A jury convicted Jackson of Count 7, which alleged that he had K.F. touch his penis with her hand, and Count 8, which alleged that he had H.R. touch his penis with her hand, and found him not guilty of the remaining charges. Jackson appeals, arguing that his conviction must be reversed because the jury's verdict was based solely on his uncorroborated confession.
Under former OCGA § 24–3–53, “confessions shall be received with great caution,” and must be corroborated. “Nevertheless, a confession, freely and voluntarily made, is evidence of the highest character, and any corroboration thereof will be sufficient to sustain a conviction.” (Citation and punctuation omitted.) Merritt v. State, 292 Ga. 327, 329(1), 737 S.E.2d 673 (2013). Further, “the corroborating evidence or circumstances need not connect the defendant definitely with the perpetration of the offense. Corroboration in any material particular satisfies the requirements of the law, [and t]he amount of evidence necessary to corroborate a confession is for the jury to decide.” (Citation and punctuation omitted.) Hargrove v. State, 289 Ga.App. 363, 365(1), 657 S.E.2d 282 (2008). Rogers v. State, 290 Ga. 401, 403(1), 721 S.E.2d 864 (2012) (“A confession need be corroborated only by any particular, not every particular.”) (citation and punctuation omitted), disapproved on other grounds, State v. Sims, 296 Ga. 465(2)(a), 769 S.E.2d 62 (2015). When a jury, properly charged, finds that a confession, freely and voluntarily given, “is corroborated, it need not find proof of guilt beyond a reasonable doubt from evidence separate from and wholly independent of the confession, and it instead may consider the confession along with other facts and circumstances independent of and separate from it.” (Citation and punctuation omitted.) Merritt, 292 Ga. at 329–330, 737 S.E.2d 673.
This case was tried in August 2012, and thus the new Evidence Code does not apply. See Ga. L. 2011, pp. 99, 214 § 101. And in any event, the provision of former OCGA § 24–3–53 was carried over without substantial change to the new Evidence Code, where it may be found at OCGA § 24–8–823.
--------
In this case, Jackson's confession was sufficiently corroborated by the evidence showing that Jackson engaged in a series of text messages with the teenage victims beginning late on the night of February 22, 2010, which continued into the early morning hours of February 23, 2010, and culminated in Jackson arriving at the house where K.F. and H.R. were staying between 1:00 and 1:30 a.m. Jackson and the victims talked a short while in the living room, and then he and K.F. went into a bedroom together and engaged in sexual activity. Jackson then left that bedroom and went into another bedroom with H.R., and engaged in sexual activity with her until he ejaculated.

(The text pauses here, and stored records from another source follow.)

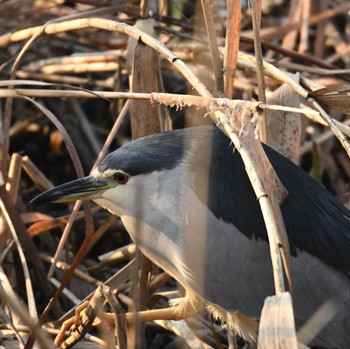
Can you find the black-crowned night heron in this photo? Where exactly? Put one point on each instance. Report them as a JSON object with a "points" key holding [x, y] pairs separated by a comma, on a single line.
{"points": [[186, 201]]}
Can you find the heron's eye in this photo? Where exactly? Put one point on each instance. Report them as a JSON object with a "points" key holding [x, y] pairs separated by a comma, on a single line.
{"points": [[121, 177]]}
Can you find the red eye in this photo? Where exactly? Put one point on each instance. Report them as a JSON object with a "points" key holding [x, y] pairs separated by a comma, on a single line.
{"points": [[121, 177]]}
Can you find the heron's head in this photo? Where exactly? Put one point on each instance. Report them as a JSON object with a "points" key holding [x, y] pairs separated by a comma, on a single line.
{"points": [[128, 178]]}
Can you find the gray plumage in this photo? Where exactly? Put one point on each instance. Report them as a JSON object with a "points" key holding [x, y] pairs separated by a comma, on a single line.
{"points": [[191, 209]]}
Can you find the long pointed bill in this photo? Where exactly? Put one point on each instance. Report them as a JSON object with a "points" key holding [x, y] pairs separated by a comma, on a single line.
{"points": [[80, 189]]}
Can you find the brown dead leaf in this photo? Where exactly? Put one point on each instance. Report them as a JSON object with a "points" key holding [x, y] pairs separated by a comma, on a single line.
{"points": [[335, 97], [284, 128]]}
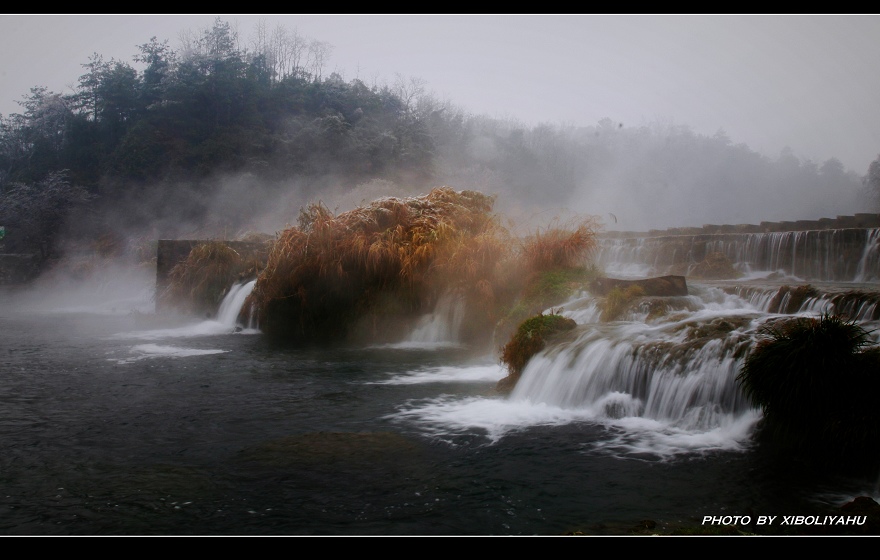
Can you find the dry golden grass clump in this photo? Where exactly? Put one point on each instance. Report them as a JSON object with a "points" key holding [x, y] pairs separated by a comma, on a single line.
{"points": [[392, 257], [529, 339], [199, 283], [563, 247], [367, 273]]}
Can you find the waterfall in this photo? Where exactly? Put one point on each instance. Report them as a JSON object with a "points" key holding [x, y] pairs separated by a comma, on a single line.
{"points": [[869, 265], [230, 307], [443, 324], [834, 255]]}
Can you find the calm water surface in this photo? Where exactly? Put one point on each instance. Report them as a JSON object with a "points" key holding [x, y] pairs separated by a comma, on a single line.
{"points": [[115, 423]]}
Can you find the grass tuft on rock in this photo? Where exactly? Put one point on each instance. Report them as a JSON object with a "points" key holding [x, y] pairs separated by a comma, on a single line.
{"points": [[530, 338], [817, 381]]}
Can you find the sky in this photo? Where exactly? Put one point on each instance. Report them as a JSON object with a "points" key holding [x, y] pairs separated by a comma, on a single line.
{"points": [[806, 82]]}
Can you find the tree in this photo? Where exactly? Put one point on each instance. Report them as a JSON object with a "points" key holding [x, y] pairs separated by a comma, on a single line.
{"points": [[34, 215]]}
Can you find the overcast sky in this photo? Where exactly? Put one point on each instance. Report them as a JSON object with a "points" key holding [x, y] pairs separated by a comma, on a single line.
{"points": [[809, 82]]}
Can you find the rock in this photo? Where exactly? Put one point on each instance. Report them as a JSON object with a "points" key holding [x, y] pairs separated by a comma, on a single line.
{"points": [[658, 286]]}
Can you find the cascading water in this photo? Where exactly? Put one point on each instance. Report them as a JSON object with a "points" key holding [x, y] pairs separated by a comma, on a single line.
{"points": [[834, 255], [230, 307]]}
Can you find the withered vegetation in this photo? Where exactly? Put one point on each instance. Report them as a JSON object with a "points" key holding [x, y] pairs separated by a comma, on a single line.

Despite this evidence, Jackson argues his confession was not sufficiently corroborated because neither victim testified that she touched his penis and K.F. specifically denied this conduct took place. However, as we have explained on numerous occasions, “it is the role of the jury to resolve conflicts in the evidence and to determine the credibility of witnesses, and the resolution of such conflicts adversely to the defendant does not render the evidence insufficient.” (Citation and punctuation omitted). Merritt, 292 Ga. at 330(1), 737 S.E.2d 673. In this case, Jackson's statement to police and his trial testimony were sufficiently corroborated in numerous particulars, and the evidence presented at trial was sufficient under the standard of Jackson v. Virginia, 443 U.S. 307, 99 S.Ct. 2781, 61 L.Ed.2d 560 (1979). Smith v. State, 295 Ga. 283, 287(1)(b)(ii), 759 S.E.2d 520 (2014) ; Merritt, 292 Ga. at 330(1), 737 S.E.2d 673 ; Hargrove, 289 Ga.App. at 366(1), 657 S.E.2d 282.
Judgment affirmed.
PHIPPS, C.J., and ELLINGTON, P.J., concur.